Van Ierlant notes that this is not just a problem for British banks. “Rabobank, ING, Van Lanschot, BinckBank… It contains too little news. Not a new business model that generates money. ING has digitized its processes and made good progress under CEO Ralph Hamers, but they have not really innovate. Many banks think they have become a kind of Spotify, but they are not an IT company. They use IT. That is not an end in itself, but a means. The only thing that has resulted in the urge to innovate is Tikkie. Handy in itself, but that app won’t save a bank. In addition, they have thousands of different data models that have been tied together in the past. Make-do. No one within the bank knows how those old systems are interlinked. That makes compliance with laws and regulations very difficult.”

Working data-centric

What Van Ierlant is trying to say is that digitization is not the same as building a business model from scratch. “Many parties see a technology that can constitute a breakthrough and conclude from this that they have to follow the pace of the peoples. “We need to become data-driven,” you hear. Without wondering why. You will first and always have to determine your business strategy. Who and what do you want to be in one, three and five years? Where are the intrinsic opportunities to create value for a customer? This determination has everything to do with data-centric working. Until now, enterprises have been inclined to build applications for certain problems they see. If you build an application for everything, you see that you have a lot of data, but that this data is, as it were, locked up in many different applications. This ultimately results in an enormous ballast of ICT that you have to finance every year. I recently advised a company that had no fewer than 76 ERP systems. Thirty years have been invested in this. The difficult part is that I had to convince 76 directors to switch to one operating model. You can only do that in an autocratic way.”

No cost item

The question is whether Boards of Directors want to draw that card. “I often see such a problem being put on the CIO’s board. Solve it.
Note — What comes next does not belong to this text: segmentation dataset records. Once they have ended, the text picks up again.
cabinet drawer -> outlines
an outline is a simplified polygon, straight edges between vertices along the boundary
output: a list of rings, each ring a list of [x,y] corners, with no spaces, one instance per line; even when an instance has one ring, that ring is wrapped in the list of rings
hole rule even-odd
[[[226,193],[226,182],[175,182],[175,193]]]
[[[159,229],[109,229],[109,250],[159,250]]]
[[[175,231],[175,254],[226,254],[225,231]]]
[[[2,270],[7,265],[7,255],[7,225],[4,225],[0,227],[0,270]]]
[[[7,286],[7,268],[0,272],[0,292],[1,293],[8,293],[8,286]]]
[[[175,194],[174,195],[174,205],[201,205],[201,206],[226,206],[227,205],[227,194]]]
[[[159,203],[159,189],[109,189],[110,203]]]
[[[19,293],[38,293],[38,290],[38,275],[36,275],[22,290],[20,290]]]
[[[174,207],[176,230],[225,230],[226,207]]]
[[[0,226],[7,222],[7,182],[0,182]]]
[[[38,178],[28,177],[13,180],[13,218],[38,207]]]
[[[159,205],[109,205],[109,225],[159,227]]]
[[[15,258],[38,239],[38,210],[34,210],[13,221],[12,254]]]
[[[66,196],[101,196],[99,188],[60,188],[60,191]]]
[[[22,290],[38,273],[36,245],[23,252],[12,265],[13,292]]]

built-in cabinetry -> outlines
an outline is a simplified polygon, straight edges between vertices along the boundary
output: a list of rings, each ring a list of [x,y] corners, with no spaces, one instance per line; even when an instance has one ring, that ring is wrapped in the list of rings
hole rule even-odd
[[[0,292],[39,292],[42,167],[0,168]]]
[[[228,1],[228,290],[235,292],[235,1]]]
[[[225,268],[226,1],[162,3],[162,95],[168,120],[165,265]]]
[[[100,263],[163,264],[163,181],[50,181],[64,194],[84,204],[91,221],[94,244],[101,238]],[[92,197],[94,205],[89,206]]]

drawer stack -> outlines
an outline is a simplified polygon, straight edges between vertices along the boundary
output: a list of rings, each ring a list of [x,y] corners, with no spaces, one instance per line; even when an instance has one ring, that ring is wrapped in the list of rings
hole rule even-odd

But they can never compete with those 76 directors.” Van Ierlant estimates that 85 percent of ICT in companies is not distinctive enough to keep it afloat. “Bad IT that doesn’t make you money compared to the competition.” If the CFO is responsible for ICT, he often falls into a trap. “He sees ICT as facilitating and supportive. For him or her it is therefore a cost item, instead of a revenue model. While I would like financials to think along to make IT pay off. In such a way that we as organizations earn money with it. I also hope they help cut down on bad ICT. That is a more logical approach than making trendy apps on top of systems that in fact have to be written off.”

First an analysis

Working data-centric means that an analysis is performed first, Van Ierlant finally explains. “Who is your customer and what needs does he or she have? How does he or she behave? So where are the opportunities? Ace & Tate, supplier of trendy glasses at a fixed price, is a good example of this. They are cheaper than the average in the market, are very hip and have a short time to market. They only open stores where they see that there is a demand online. If you want to move to a business model in which you work in such a data-centric way, you will have to throw the old systems overboard. That, in turn, requires an enormous sense of urgency in the Executive Board, with the CFO in the lead. We go from application to data. I see Boards of Directors struggling with that development. For example, they start a small digital startup within the company and call it corporate venturing. But that still doesn’t turn the oil tanker that you should actually be turning.”